You might or might not notice a difference, but your body will be better equipped to keep up with your physical energy demands. How exactly? ADP (adenosine diphosphate) moves from the cytosol into the mitochondrial matrix and indirectly influences the rate which molecules proceed through the glycolytic system, the energy system that supports short, quick, intense energy demands that only last 90 seconds or so.
Also, there are direct effects on the rate of breakdown of ATP to ADP – making more ADP available for oxidative phosphorylation – the system that supports energy demands lasting two minutes or longer.

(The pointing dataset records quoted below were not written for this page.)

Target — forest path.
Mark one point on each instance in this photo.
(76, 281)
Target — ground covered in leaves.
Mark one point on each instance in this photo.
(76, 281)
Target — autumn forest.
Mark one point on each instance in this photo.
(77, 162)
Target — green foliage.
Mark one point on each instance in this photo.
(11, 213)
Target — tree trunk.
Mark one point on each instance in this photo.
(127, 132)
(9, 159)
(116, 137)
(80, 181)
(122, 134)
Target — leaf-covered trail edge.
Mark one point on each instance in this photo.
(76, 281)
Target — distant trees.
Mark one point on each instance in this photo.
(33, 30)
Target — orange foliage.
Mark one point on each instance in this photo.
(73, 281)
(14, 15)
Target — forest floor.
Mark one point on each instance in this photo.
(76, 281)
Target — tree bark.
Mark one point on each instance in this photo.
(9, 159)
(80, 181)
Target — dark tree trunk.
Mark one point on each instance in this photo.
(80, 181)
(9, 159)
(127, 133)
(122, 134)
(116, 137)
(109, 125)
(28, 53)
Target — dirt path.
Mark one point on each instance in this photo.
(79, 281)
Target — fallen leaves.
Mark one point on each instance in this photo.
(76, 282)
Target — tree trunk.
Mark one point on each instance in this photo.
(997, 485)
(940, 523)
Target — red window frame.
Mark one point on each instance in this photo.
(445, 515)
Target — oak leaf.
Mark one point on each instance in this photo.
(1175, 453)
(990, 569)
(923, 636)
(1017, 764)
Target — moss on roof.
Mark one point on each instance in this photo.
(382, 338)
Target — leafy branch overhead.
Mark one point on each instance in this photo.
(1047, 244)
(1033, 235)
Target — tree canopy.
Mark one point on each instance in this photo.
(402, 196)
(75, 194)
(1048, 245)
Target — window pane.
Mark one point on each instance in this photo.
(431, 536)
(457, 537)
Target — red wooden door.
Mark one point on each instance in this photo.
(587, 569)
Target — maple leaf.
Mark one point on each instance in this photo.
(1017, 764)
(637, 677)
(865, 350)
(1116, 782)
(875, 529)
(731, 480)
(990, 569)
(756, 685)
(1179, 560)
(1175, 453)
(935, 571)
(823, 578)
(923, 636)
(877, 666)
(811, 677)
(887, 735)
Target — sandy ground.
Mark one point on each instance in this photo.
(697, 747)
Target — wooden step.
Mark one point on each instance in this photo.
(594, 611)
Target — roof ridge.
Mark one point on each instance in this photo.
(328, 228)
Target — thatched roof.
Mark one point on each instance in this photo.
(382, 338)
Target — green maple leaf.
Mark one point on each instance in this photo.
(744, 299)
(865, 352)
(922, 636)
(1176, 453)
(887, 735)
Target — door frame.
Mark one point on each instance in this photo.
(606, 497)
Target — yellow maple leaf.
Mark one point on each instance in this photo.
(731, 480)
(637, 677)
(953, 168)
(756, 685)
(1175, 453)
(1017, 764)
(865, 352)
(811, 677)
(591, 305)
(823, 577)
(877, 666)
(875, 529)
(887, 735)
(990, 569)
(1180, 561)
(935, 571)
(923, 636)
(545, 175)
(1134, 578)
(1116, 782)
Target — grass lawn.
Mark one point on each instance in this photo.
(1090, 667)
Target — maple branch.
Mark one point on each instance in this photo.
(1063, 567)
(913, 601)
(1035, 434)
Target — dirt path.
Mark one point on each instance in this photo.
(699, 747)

Benefits attributed to an improvement in mitochondrial ADP sensitivity – due to the increase in mitochondrial content – include exercise performance improvements, muscle glycogen sparing, lactate production attenuation, and increased reliance on aerobic metabolism following training.
So think about how your current exercise regimen and nutritional supplements can be improved to support your day-to-day lifestyle – at work, at home, and in the gym.
- Bishop D, Granata C, Eynon N. Can we optimise the exercise training prescription to maximise improvements in mitochondria function and content? Biochim Biophys Acta 2014;1840(4):1266-1275.
- Nisoli E, Clementi E, Carruba M, Moncada S. Defective mitochondrial biogenesis: a hallmark of the high cardiovascular risk in the metabolic syndrome? Circ Res 2007;100(6):795-806.
- Richter E, Ruderman N. AMPK and the biochemistry of exercise: implications for human health and disease. Biochem J 2009;418(2):261-275.
- Ritov V, Menshikova E, He J, et al. Deficiency of subsarcolemmal mitochondria in obesity and type 2 diabetes. Diabetes 2005;54(1):8-14.
- Sun N, Youle R, Finkel T. The mitochondrial basis of aging. Mol Cell 2016;61(5):654-666.